The first phase of the hospital included medical and cancer wards
Cardiff Local Health Board (LHB) is due to approve a reduced funding package.
Last July the scheme appeared in jeopardy when the board said it could not afford its £1.1m a year share of the hospital's projected running costs.
But in December Health Minister Edwina Hart stepped in to guarantee funding and under a revised plan the LHB will contribute about £299,000 each year.
The board is due to approve its funding commitment at a meeting on Wednesday following negotiations with Health Commission Wales, the Welsh Assembly Government and other partners.
The £10m first phase of the hospital, which is based at the University Hospital of Wales in Cardiff, was completed in February 2005.
Off the hook
It includes two 25-bed medical wards and one 16-bed paediatric cancer ward.
The £40m second phase, whose capital cost will be paid for centrally by the assembly government, is due to open in 2010/11.
Catherine Zeta Jones at the first phase's official opening
It will centralise all inpatient and outpatient paediatric services and will include new surgical, overnight and cardiac beds, intensive care units and a radiology department.

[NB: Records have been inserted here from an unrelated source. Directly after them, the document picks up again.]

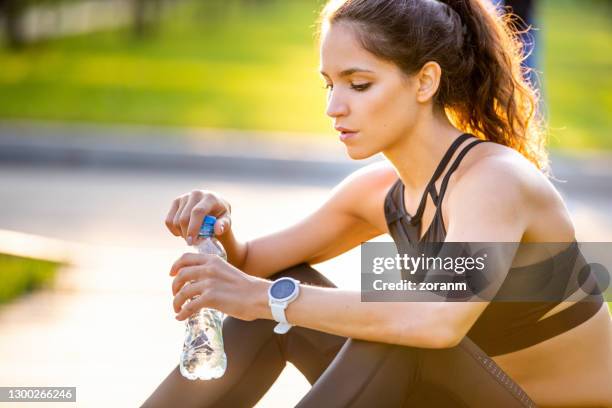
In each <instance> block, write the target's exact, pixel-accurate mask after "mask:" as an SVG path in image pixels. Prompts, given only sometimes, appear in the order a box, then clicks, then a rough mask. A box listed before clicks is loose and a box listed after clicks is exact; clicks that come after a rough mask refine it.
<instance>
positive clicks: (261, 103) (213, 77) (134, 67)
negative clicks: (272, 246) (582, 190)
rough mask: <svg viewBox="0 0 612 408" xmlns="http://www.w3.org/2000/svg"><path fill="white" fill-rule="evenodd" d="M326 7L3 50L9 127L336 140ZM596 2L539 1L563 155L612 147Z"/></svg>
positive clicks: (192, 12) (290, 11)
mask: <svg viewBox="0 0 612 408" xmlns="http://www.w3.org/2000/svg"><path fill="white" fill-rule="evenodd" d="M322 2H323V0H292V1H282V0H267V1H259V2H257V3H258V4H259V5H258V6H255V5H252V6H250V7H245V6H244V4H249V2H247V1H244V0H243V1H240V0H226V1H225V2H224V3H223V8H222V9H219V7H218V6H217V7H215V6H214V4H218V3H215V2H202V1H187V2H183V3H180V5H179V6H178V7H176V8H174V9H172V10H171V12H170V14H168V15H167V16H166V19H165V20H164V21H163V23H162V24H161V25H160V27H159V29H158V32H157V33H156V35H154V36H152V37H151V38H150V39H149V40H145V41H137V40H134V39H133V38H132V37H130V35H129V31H128V29H122V30H114V31H110V32H98V33H92V34H87V35H80V36H75V37H70V38H63V39H60V40H54V41H50V42H47V43H43V44H39V45H36V46H32V47H28V48H26V49H24V50H23V51H19V52H10V51H8V50H5V49H2V50H0V118H36V119H47V120H67V121H85V122H101V123H144V124H152V125H173V126H203V127H222V128H224V127H229V128H238V129H263V130H293V131H305V132H314V133H329V132H330V130H331V129H330V120H329V119H328V118H327V117H326V116H325V114H324V111H325V95H326V91H325V90H324V89H322V85H323V81H322V80H321V79H320V78H319V75H318V73H317V67H318V63H319V61H318V50H317V45H316V43H315V41H314V38H313V32H314V21H315V19H316V16H317V11H318V10H319V8H320V5H321V4H322ZM596 3H597V2H587V3H586V4H585V2H584V1H582V0H580V1H578V0H546V1H542V2H541V3H540V4H541V6H540V11H541V17H542V23H541V24H540V26H541V27H542V33H543V36H542V45H543V49H542V51H544V60H543V62H544V65H543V67H544V70H545V71H546V72H545V75H544V77H543V79H544V81H545V93H546V97H547V98H548V102H549V108H550V119H551V126H552V130H553V132H552V137H551V141H552V143H553V145H554V146H562V147H569V148H584V147H591V148H606V149H611V148H612V123H611V120H612V119H611V117H610V115H609V112H611V111H612V82H611V81H612V75H610V73H611V68H612V48H611V47H612V25H610V24H609V19H608V17H606V13H605V12H603V11H602V9H601V7H597V6H596V5H594V4H596Z"/></svg>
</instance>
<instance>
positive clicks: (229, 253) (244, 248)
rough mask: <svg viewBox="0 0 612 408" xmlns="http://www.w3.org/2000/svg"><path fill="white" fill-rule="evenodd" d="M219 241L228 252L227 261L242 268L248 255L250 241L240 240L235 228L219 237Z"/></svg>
mask: <svg viewBox="0 0 612 408" xmlns="http://www.w3.org/2000/svg"><path fill="white" fill-rule="evenodd" d="M219 241H220V242H221V245H223V248H224V249H225V252H226V253H227V261H228V262H229V263H230V264H232V265H234V266H235V267H236V268H238V269H242V268H243V266H244V265H245V263H246V258H247V256H248V243H247V242H246V241H245V242H242V241H239V240H238V239H237V238H236V236H235V235H234V231H233V230H231V229H230V230H229V231H228V233H227V234H224V235H222V236H221V237H219Z"/></svg>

The project had stalled after Cardiff LHB refused to support the blueprint for the second phase, but Ms Hart guaranteed to underwrite the funding gap to prevent the project suffering any further delays.
She urged all the parties in the project to "agree a long-term sustainable revenue arrangement", saying her guarantee was "not to let them off the hook in meeting their obligations".
Cardiff LHB chair Fiona Peel said: "We are pleased to be able to support this vital project and we are committed to working with the trust and Health Commission Wales to secure the successful development of the Children's Hospital for Wales.
"Phase Two will ensure that children requiring hospital treatment are treated in an environment that is fit for purpose and compares to the best in the UK."
The Noah's Ark Appeal was launched in May 2000 to find money to build Wales' only dedicated children's hospital and has currently raised £10m.
The appeal attracted support from celebrity fundraisers, including cricket star Ian Botham, Hollywood actress Catherine Zeta Jones and singers Charlotte Church and Shirley Bassey.
Zeta Jones and her husband, actor Michael Douglas, officially opened the first phase of the hospital in 2006.